[HMM 00/15] HMM (Heterogeneous Memory Management) v20

* [HMM 00/15] HMM (Heterogeneous Memory Management) v20
@ 2017-04-22  3:30 Jérôme Glisse
  2017-04-22  3:30 ` [HMM 01/15] mm, memory_hotplug: introduce add_pages Jérôme Glisse
                   ` (14 more replies)
  0 siblings, 15 replies; 23+ messages in thread
From: Jérôme Glisse @ 2017-04-22  3:30 UTC (permalink / raw)
  To: akpm, linux-kernel, linux-mm
  Cc: John Hubbard, Dan Williams, Naoya Horiguchi, David Nellans,
	Jérôme Glisse

Patchset is on top of mmotm mmotm-2017-04-18 and Michal patchset
([PATCH -v3 0/13] mm: make movable onlining suck less). Branch:

https://cgit.freedesktop.org/~glisse/linux/log/?h=hmm-v20

I have included all suggestion made since v19, it is all build
fix and change in respect to memory hotplug with Michal rework.
Changes since v19:
- Included various build fix and compilation warning fix
- Limit HMM to x86-64 (easy to enable other arch as separate patch)
- Rebase on top of Michal memory hotplug rework

Heterogeneous Memory Management (HMM) (description and justification)
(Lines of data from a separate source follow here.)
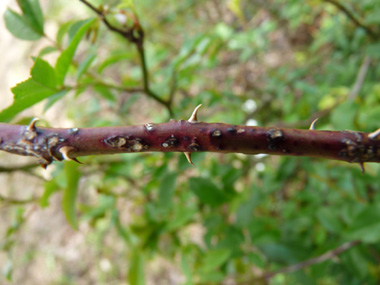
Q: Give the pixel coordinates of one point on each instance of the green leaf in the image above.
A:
(343, 116)
(33, 14)
(70, 192)
(207, 191)
(166, 190)
(215, 258)
(62, 31)
(105, 92)
(136, 274)
(85, 64)
(47, 50)
(37, 88)
(19, 26)
(66, 57)
(366, 225)
(328, 218)
(50, 188)
(43, 73)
Today device driver expose dedicated memory allocation API through their
device file, often relying on a combination of IOCTL and mmap calls. The
device can only access and use memory allocated through this API. This
effectively split the program address space into object allocated for the
device and useable by the device and other regular memory (malloc, mmap
of a file, share memory, …) only accessible by CPU (or in a very limited
way by a device by pinning memory).

Allowing different isolated component of a program to use a device thus
require duplication of the input data structure using device memory
allocator. This is reasonable for simple data structure (array, grid,
image, …) but this get extremely complex with advance data structure
(list, tree, graph, …) that rely on a web of memory pointers. This is
becoming a serious limitation on the kind of work load that can be
offloaded to device like GPU.

New industry standard like C++, OpenCL or CUDA are pushing to remove this
barrier. This require a shared address space between GPU device and CPU so
that GPU can access any memory of a process (while still obeying memory
protection like read only). This kind of feature is also appearing in
various other operating systems.

HMM is a set of helpers to facilitate several aspects of address space
sharing and device memory management. Unlike existing sharing mechanism
that rely on pining pages use by a device, HMM relies on mmu_notifier to
propagate CPU page table update to device page table.

Duplicating CPU page table is only one aspect necessary for efficiently
using device like GPU. GPU local memory have bandwidth in the TeraBytes/
second range but they are connected to main memory through a system bus
like PCIE that is limited to 32GigaBytes/second (PCIE 4.0 16x). Thus it
is necessary to allow migration of process memory from main system memory
to device memory. Issue is that on platform that only have PCIE the device
memory is not accessible by the CPU with the same properties as main
memory (cache coherency, atomic operations, …).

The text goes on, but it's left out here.